三越伊勢丹ホールディングスの大西洋社長(写真:北山 宏一)
三越伊勢丹ホールディングスの大西洋社長(写真:北山 宏一)

 業界再編の後も、外国人消費者のインバウンド需要という“干天の慈雨”を除けば、厳しい状況には変わりない。大西社長は続ける。

「百貨店の売り上げは、これ以上伸びないといっていい。少なくとも、伸ばすのは相当難易度が高い。売上高が前年に達していればよしという時代がずっと続いていて、マーケットは供給過多に陥っている」

 事実、三越伊勢丹ホールディングスの2016年4~6月期の売上高は2946億4600万円、営業利益は60億6200万円。営業利益は前年同期比で半減した。J.フロントリテイリングの2016年3月~5月期の売上高は2687億7600万円、営業利益は93億1800万円。営業利益は同じく12%の減少だった。訪日外国人の“爆買い”の失速は想像以上に早く、百貨店は待ったなしの改革が必要になってきた。

「所有価値」より「使用価値」の時代へ

 都心の旗艦店の稼ぎで、地方店舗や郊外店の赤字をカバーするのが厳しくなってきた結果、閉店ラッシュが始まったのだ。そごう・西武が閉店を決めた店舗は、ピーク時から半分程度に売上高が減少。大きく影響を与えたのが、衣料品の売上高減少だ。そごう・西武の商品部衣料品統括部長・吉田幸永執行役員は言う。
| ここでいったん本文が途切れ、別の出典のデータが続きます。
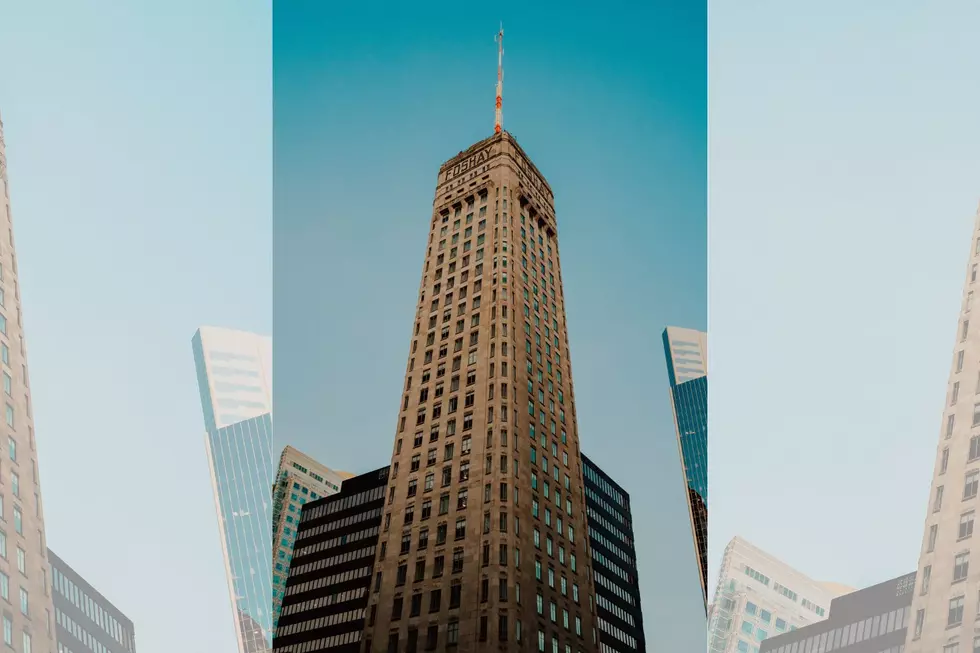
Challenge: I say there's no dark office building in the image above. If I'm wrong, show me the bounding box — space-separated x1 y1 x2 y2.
582 454 646 653
49 549 136 653
273 467 389 653
760 572 915 653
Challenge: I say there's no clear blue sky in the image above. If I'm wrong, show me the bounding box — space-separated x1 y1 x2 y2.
0 3 270 652
710 0 980 597
273 1 706 649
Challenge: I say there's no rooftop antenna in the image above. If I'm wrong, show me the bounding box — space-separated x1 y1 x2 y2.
494 24 504 134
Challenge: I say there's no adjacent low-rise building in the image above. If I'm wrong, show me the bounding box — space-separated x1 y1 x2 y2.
582 454 646 653
273 467 389 653
49 549 136 653
709 537 852 653
760 572 915 653
273 446 353 628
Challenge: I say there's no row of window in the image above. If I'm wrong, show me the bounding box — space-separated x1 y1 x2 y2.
53 567 131 650
771 605 908 653
741 565 824 617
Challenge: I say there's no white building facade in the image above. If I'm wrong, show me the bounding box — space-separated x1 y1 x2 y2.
709 537 851 653
271 445 351 628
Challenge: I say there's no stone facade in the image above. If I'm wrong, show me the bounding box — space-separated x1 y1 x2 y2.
363 131 598 652
0 112 57 653
905 204 980 653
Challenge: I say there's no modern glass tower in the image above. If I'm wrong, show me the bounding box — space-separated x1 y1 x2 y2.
0 112 58 653
192 327 274 653
905 203 980 653
362 128 600 652
663 326 708 609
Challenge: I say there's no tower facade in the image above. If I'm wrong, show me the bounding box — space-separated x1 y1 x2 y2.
192 327 274 653
663 326 708 609
905 205 980 653
363 131 599 652
0 114 57 653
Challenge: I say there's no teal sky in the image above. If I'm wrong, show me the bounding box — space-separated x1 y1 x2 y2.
274 1 706 649
710 0 980 597
0 3 270 652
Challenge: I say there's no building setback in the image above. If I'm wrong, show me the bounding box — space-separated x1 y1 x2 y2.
905 204 980 653
273 467 389 653
0 112 57 653
49 549 136 653
581 454 646 653
362 126 599 653
192 327 274 653
273 446 352 628
760 572 915 653
663 326 708 609
709 537 851 653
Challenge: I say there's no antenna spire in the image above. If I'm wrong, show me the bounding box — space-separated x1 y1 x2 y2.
494 25 504 134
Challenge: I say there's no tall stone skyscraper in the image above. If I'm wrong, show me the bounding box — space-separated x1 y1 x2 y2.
0 113 57 653
906 204 980 653
362 130 599 652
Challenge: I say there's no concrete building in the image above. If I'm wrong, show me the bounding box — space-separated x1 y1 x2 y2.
760 572 915 653
192 327 274 653
273 467 389 653
663 326 708 609
905 203 980 653
709 537 852 653
362 127 599 652
0 113 57 653
49 549 136 653
582 454 646 653
272 446 352 628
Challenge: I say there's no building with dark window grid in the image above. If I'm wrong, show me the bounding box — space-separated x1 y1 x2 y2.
663 326 707 609
582 454 645 653
49 549 136 653
760 572 915 653
273 467 389 653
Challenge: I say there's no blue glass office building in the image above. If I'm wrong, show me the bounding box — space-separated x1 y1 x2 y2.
193 327 274 653
663 327 708 610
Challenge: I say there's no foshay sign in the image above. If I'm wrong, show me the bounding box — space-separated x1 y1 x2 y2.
443 145 494 183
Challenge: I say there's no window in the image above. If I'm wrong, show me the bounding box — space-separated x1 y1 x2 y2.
954 552 970 582
18 587 26 615
447 620 459 646
966 470 979 500
962 511 975 539
950 595 965 626
920 565 932 594
935 485 945 512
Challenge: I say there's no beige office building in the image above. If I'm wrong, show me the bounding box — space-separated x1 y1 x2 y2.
272 446 351 628
906 203 980 653
709 537 851 653
362 130 599 652
0 113 57 653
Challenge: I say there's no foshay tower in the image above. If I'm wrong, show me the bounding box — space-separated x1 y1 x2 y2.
363 29 599 653
905 203 980 653
0 114 57 653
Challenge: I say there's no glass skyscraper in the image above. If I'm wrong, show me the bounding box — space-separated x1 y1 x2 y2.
663 326 708 609
192 327 273 653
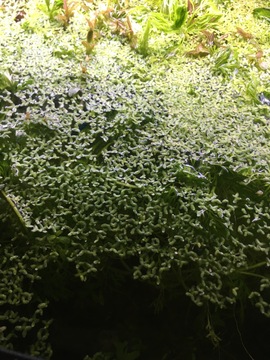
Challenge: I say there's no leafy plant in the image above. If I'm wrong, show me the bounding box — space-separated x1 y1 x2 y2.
138 18 151 56
171 5 187 30
185 41 210 57
236 26 253 40
0 186 27 231
38 0 63 21
247 48 268 71
0 71 33 120
253 7 270 23
212 47 241 77
107 8 138 48
55 0 78 27
245 76 263 104
185 0 221 34
137 0 221 56
1 1 270 359
186 30 228 57
82 18 98 54
0 71 19 93
161 0 176 17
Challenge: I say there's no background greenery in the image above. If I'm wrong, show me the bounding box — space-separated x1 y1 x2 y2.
0 0 270 359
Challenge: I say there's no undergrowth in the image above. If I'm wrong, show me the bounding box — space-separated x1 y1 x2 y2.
0 0 270 359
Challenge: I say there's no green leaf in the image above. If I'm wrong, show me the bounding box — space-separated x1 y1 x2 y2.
138 19 151 56
253 7 270 22
171 6 187 30
0 72 17 92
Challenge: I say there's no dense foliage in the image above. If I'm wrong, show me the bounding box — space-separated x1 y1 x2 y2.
0 0 270 359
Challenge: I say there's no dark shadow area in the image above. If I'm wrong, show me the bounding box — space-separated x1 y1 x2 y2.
38 258 270 360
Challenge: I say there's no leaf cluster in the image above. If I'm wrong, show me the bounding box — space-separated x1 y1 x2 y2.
38 0 63 21
136 0 221 55
0 1 270 358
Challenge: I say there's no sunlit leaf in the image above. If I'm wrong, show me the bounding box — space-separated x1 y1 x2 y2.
253 7 270 22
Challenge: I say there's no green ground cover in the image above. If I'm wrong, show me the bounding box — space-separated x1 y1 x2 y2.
0 0 270 359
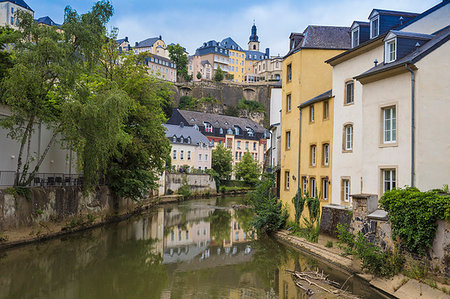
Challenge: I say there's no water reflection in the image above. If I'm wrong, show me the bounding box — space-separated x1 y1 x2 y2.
0 196 383 299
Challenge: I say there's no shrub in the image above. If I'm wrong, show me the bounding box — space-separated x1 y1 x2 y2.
380 187 450 255
325 241 333 248
178 175 191 199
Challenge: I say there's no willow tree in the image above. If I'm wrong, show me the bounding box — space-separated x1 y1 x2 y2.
0 1 118 186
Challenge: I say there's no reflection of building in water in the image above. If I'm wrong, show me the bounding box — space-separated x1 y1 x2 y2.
278 259 307 299
223 209 253 248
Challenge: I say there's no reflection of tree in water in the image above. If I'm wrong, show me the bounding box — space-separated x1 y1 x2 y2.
209 209 231 244
235 208 255 236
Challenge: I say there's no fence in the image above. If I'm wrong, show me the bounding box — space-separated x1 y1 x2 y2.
0 171 91 187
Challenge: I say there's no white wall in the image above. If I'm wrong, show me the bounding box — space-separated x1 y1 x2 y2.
270 87 282 126
0 2 33 29
331 46 384 205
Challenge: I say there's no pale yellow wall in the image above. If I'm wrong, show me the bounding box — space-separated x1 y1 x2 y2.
280 49 344 221
228 49 246 83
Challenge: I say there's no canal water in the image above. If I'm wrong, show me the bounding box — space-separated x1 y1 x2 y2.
0 196 387 299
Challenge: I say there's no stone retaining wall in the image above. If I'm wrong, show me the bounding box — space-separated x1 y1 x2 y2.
320 204 352 238
165 173 216 195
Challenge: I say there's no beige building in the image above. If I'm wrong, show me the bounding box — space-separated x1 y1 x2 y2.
145 54 177 82
164 123 212 172
0 0 33 28
188 40 230 81
116 36 130 53
327 1 450 205
134 36 169 58
253 56 282 82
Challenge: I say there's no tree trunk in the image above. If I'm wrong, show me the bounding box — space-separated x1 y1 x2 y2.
14 116 34 186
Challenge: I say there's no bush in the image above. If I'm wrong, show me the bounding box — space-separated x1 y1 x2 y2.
325 241 333 248
178 175 191 199
336 224 404 277
380 187 450 255
250 172 288 234
237 99 265 113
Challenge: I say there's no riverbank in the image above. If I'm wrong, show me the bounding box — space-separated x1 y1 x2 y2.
275 230 450 299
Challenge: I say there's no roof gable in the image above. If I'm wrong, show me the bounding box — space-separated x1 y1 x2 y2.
135 37 160 48
1 0 33 11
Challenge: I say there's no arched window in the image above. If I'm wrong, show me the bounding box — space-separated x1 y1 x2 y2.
219 128 223 135
227 128 233 135
253 45 256 50
172 136 176 143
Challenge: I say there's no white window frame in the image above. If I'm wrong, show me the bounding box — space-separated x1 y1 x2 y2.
323 144 329 166
383 106 397 143
286 131 291 150
285 171 290 190
180 150 184 160
310 105 315 122
370 16 379 39
345 81 354 104
352 27 360 48
302 177 307 195
287 94 291 112
311 145 316 166
173 150 177 159
345 125 353 150
310 178 316 197
198 153 202 161
187 151 191 160
385 38 397 63
382 169 396 193
237 141 241 149
343 179 350 202
322 178 329 200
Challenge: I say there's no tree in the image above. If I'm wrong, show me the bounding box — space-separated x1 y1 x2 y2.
167 43 189 82
0 1 116 186
211 144 233 180
213 66 224 82
196 71 202 80
235 152 261 186
225 73 234 81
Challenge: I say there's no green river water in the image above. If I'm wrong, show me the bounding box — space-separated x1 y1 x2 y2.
0 196 388 298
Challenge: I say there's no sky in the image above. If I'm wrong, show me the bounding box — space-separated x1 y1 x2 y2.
27 0 440 56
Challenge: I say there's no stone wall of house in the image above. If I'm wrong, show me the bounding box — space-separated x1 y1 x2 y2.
165 173 216 195
320 204 352 238
0 186 144 230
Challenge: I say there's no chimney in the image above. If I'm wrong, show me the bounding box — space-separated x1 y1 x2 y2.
265 48 270 57
125 36 128 42
135 42 138 47
374 59 378 67
159 35 162 40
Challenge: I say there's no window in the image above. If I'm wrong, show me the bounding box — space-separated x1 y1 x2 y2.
10 17 13 25
302 177 307 195
310 105 314 122
352 28 359 48
235 152 238 160
226 138 232 149
342 179 350 202
173 150 177 159
187 137 191 144
198 153 202 161
237 141 241 149
239 152 242 160
172 136 177 143
323 100 329 119
322 178 329 200
205 154 208 161
285 171 290 190
345 81 354 104
383 106 397 143
246 127 254 137
382 169 396 193
323 144 329 166
245 142 249 150
180 150 184 160
187 151 191 160
234 126 240 135
310 178 316 197
11 7 14 14
311 145 316 166
287 64 292 82
219 128 223 134
180 137 184 143
287 94 291 112
385 39 396 63
371 16 379 38
286 131 291 150
253 142 256 151
179 230 182 241
344 125 353 151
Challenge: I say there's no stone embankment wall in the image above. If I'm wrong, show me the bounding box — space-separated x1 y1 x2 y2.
164 173 216 195
173 81 272 115
0 186 143 230
320 204 352 238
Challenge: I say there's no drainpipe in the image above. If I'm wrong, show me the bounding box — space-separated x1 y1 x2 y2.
297 106 302 196
405 64 415 187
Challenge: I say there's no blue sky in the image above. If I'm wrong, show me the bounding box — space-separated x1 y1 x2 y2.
27 0 440 56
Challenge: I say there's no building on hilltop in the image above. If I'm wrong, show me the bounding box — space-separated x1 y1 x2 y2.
0 0 33 28
189 40 231 82
220 37 246 83
134 36 169 58
326 1 450 206
144 54 177 82
167 109 269 168
116 37 131 53
164 123 212 172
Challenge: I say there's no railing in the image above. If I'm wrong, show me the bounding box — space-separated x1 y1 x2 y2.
0 171 91 187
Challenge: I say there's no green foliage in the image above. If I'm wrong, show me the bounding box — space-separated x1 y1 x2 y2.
225 73 234 80
213 66 224 82
0 27 15 81
196 71 202 80
0 232 8 242
209 209 231 244
224 105 240 117
4 187 30 201
178 95 219 111
234 152 260 186
292 191 305 225
177 175 192 199
211 144 233 180
249 172 288 234
167 43 189 81
306 190 321 223
325 241 333 248
380 187 450 255
237 99 265 113
336 224 404 277
288 190 321 242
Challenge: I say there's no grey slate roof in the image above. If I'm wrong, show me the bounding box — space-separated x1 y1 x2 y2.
285 25 351 57
300 90 332 108
0 0 32 11
200 60 210 66
135 37 160 48
36 16 59 26
221 37 243 51
370 9 419 18
116 37 128 45
355 26 450 80
387 30 433 40
163 124 209 145
177 110 266 133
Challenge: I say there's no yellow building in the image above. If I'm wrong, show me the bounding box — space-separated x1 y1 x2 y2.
280 26 350 221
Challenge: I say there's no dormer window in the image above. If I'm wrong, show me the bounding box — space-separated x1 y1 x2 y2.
352 27 359 48
227 128 233 135
385 39 396 63
187 137 191 144
194 124 199 131
172 136 177 143
219 128 223 134
234 126 240 135
246 127 254 137
180 137 184 143
370 16 379 39
204 122 213 133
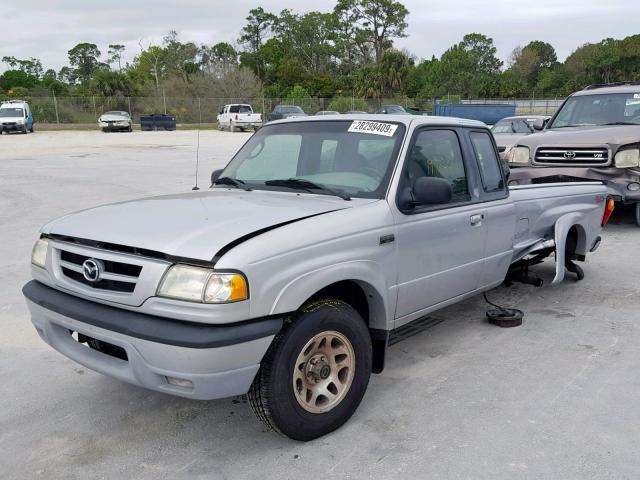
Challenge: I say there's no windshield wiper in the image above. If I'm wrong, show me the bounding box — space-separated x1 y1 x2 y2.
264 178 351 201
213 176 252 191
602 122 639 126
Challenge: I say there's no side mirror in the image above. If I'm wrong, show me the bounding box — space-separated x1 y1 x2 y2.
399 177 452 210
210 169 223 187
531 118 546 131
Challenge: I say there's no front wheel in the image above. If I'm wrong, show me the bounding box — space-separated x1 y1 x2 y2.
248 299 372 441
635 203 640 227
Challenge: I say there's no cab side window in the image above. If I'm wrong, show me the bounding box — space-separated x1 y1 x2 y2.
402 129 470 204
469 131 505 193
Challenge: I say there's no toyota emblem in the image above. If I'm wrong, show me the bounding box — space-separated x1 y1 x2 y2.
564 150 576 160
82 258 102 282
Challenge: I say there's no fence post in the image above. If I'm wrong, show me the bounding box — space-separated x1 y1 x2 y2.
52 90 60 125
92 96 97 118
127 96 132 118
162 88 167 115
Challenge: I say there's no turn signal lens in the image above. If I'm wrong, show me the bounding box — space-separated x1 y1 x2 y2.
602 197 615 226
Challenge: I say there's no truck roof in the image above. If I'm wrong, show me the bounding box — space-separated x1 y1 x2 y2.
575 82 640 96
271 114 487 128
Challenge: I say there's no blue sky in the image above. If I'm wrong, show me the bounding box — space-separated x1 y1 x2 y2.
2 0 637 71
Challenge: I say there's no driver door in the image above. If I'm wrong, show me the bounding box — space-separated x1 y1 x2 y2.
393 128 487 321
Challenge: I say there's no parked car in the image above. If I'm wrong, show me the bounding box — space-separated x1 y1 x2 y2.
266 105 307 122
23 115 609 441
0 100 34 134
98 111 132 132
505 82 640 225
217 104 262 132
346 110 367 114
374 105 411 115
315 110 340 116
491 115 549 158
434 103 517 124
140 113 176 131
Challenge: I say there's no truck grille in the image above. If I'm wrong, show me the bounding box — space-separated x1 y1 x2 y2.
59 249 142 293
534 147 609 166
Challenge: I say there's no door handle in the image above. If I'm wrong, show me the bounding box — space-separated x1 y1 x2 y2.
470 214 484 226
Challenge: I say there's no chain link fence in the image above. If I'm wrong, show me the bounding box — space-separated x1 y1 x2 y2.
2 95 566 125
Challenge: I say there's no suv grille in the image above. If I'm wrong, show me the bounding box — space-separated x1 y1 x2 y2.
534 147 609 166
59 249 142 293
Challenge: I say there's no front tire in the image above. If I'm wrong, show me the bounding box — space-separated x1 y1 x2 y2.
635 203 640 227
248 299 372 441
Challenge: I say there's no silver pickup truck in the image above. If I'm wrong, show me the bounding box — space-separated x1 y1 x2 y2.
23 116 610 441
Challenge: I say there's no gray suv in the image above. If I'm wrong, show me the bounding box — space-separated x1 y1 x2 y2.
505 82 640 225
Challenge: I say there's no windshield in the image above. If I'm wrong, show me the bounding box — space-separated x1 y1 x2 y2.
0 108 24 118
218 120 406 199
278 106 303 114
103 111 129 117
549 93 640 128
492 119 533 134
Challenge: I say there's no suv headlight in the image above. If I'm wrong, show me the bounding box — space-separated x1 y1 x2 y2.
16 118 24 125
157 264 248 303
615 149 640 168
505 146 530 164
31 238 49 268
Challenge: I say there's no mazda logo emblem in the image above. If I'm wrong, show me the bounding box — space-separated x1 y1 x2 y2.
82 259 102 282
564 150 576 160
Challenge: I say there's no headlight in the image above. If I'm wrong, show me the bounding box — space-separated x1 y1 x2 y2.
615 149 640 168
505 146 530 164
17 119 24 125
157 264 248 303
31 238 49 268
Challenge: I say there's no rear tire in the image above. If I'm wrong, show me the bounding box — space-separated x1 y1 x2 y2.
248 299 372 441
29 125 34 133
636 203 640 227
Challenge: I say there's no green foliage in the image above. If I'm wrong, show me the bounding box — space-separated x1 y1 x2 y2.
2 1 640 105
68 43 102 85
327 96 369 112
283 85 319 112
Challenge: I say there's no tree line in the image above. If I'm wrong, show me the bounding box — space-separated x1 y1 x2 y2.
1 0 639 104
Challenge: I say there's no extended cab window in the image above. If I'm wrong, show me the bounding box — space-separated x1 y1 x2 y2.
402 129 470 204
469 131 504 192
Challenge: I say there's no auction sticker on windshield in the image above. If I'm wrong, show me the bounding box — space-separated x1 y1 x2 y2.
348 120 398 137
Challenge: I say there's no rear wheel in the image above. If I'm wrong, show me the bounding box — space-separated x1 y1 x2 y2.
29 124 34 133
635 203 640 227
230 122 237 133
248 299 372 441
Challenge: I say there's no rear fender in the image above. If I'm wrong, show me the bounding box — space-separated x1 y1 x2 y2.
552 213 587 285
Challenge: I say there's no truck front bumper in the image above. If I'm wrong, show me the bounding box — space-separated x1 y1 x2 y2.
508 166 640 203
23 280 282 400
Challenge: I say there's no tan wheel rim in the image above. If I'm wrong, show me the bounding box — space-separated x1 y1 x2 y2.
293 330 355 414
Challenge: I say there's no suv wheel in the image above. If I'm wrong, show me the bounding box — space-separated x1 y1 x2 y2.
636 203 640 227
248 299 372 441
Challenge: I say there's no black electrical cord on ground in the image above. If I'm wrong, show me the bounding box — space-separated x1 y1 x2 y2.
483 292 524 328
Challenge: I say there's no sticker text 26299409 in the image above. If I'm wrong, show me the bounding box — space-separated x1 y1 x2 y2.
348 121 398 137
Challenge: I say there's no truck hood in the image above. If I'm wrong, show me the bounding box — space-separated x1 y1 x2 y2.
1 116 24 123
43 189 367 262
516 125 640 149
492 132 530 148
99 114 130 122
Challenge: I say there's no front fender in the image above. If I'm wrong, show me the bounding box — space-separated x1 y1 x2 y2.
552 213 588 285
269 260 392 330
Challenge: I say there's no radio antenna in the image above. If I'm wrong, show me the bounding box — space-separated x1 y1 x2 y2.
192 98 202 191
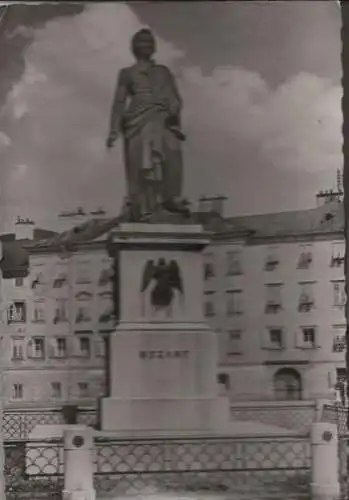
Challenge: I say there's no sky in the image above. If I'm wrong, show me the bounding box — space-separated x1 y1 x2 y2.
0 1 343 232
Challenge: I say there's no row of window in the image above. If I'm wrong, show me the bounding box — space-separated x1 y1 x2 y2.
204 280 346 317
266 326 346 352
219 367 347 402
224 325 346 355
15 267 113 290
9 327 345 362
11 335 105 360
204 242 345 279
7 299 114 326
218 367 304 401
11 380 96 400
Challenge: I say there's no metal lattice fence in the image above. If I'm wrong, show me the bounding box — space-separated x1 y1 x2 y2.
230 403 317 432
4 439 63 499
322 403 348 435
93 434 311 498
1 403 316 440
2 407 97 440
339 436 349 499
322 404 349 500
3 433 312 499
323 401 349 498
77 410 97 427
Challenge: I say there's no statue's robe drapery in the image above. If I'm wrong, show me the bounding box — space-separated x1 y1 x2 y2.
109 61 184 213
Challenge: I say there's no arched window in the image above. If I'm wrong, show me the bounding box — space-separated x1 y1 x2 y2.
273 368 302 401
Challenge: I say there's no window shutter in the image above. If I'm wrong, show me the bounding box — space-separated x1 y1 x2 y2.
295 330 303 348
261 330 269 349
69 337 79 357
315 331 321 349
95 338 106 357
27 339 33 358
48 338 56 358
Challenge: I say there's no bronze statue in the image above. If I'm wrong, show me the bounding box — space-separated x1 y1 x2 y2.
106 29 189 220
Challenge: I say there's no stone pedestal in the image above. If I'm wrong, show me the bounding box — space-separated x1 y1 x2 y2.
100 223 230 433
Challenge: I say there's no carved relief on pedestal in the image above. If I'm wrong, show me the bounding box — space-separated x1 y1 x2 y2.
140 258 184 319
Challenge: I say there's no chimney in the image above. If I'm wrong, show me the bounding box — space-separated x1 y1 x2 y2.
90 206 107 218
14 216 35 240
198 195 226 216
57 206 88 232
210 195 227 217
316 189 342 206
198 196 211 213
316 170 344 206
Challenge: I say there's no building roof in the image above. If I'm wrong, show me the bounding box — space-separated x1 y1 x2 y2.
26 212 243 251
0 202 344 279
193 211 249 235
0 228 58 278
227 201 344 240
28 217 121 251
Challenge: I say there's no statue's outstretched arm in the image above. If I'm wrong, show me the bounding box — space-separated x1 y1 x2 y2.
108 68 128 138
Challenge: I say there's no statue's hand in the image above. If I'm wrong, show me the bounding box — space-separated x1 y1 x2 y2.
106 131 119 149
168 104 180 119
166 115 178 127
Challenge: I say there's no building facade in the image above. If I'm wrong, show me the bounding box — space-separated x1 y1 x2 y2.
0 198 346 406
205 199 345 402
0 214 114 407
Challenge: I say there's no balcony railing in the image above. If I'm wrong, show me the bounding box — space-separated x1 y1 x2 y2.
298 301 314 313
265 302 282 314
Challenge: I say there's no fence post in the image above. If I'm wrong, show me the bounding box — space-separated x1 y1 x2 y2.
62 425 95 500
311 421 340 500
314 399 327 422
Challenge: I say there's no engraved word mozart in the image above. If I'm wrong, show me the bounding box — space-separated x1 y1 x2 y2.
139 350 189 360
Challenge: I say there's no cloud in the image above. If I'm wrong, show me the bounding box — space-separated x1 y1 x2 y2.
1 3 184 218
180 67 342 174
5 25 34 40
0 2 342 228
12 163 28 178
0 131 11 148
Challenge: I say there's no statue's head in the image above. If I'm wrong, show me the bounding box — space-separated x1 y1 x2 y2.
131 29 156 59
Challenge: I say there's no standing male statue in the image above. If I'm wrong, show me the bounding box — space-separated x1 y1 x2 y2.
106 29 188 219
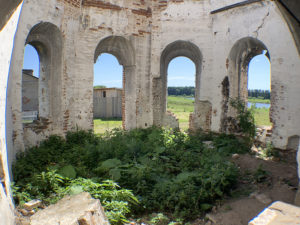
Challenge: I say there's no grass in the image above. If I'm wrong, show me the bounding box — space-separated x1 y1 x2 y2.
248 97 270 104
252 107 271 126
167 96 194 130
93 96 271 133
248 97 271 126
94 118 122 134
 「減少分のおよそ半分は衣料品によって失われた。国内ブランドで『これだ』というものがなくなってきたのと同時に、新たな購入チャンネルが台頭し、消費マインドも変化した。個人の財布の中で相対的にアパレルが負けている。所有価値で売れる時代は終わり、使用価値が大切になってきたと感じている」

 「婦人服は収益源だったこともあり、面積をどんどん拡大したが、それも結局は売り手の理屈だった。(衣料品メーンで売り場を作り続けたことで)百貨店の作りが世の中に追いついていけなくなった」

 大丸松坂屋社長の好本達也社長も衣料品の不調を強調する。

 「そもそも市場が少しずつ縮小しているにもかかわらず、売り場面積は徐々に増えているような状況だった。利益率も高く、ブランドの数を増やせば、多少ターゲットがかぶっていようが、5ブランドを10ブランドにして売り上げを倍にして、というやり方をしてきた。それがアパレルメーカーにとっても百貨店にとってもよかった時代があった。もうそのやり方は通じない。もっともっとお客様サイドに立つ必要がある」

大丸松坂屋の好本達也社長(写真:的野 弘路)
大丸松坂屋の好本達也社長(写真:的野 弘路)

 衣料品の売り上げ減少が業績に大きな影響を与えているのは、どの百貨店も同じだ。高島屋の木本茂社長も婦人服への危機感は強い。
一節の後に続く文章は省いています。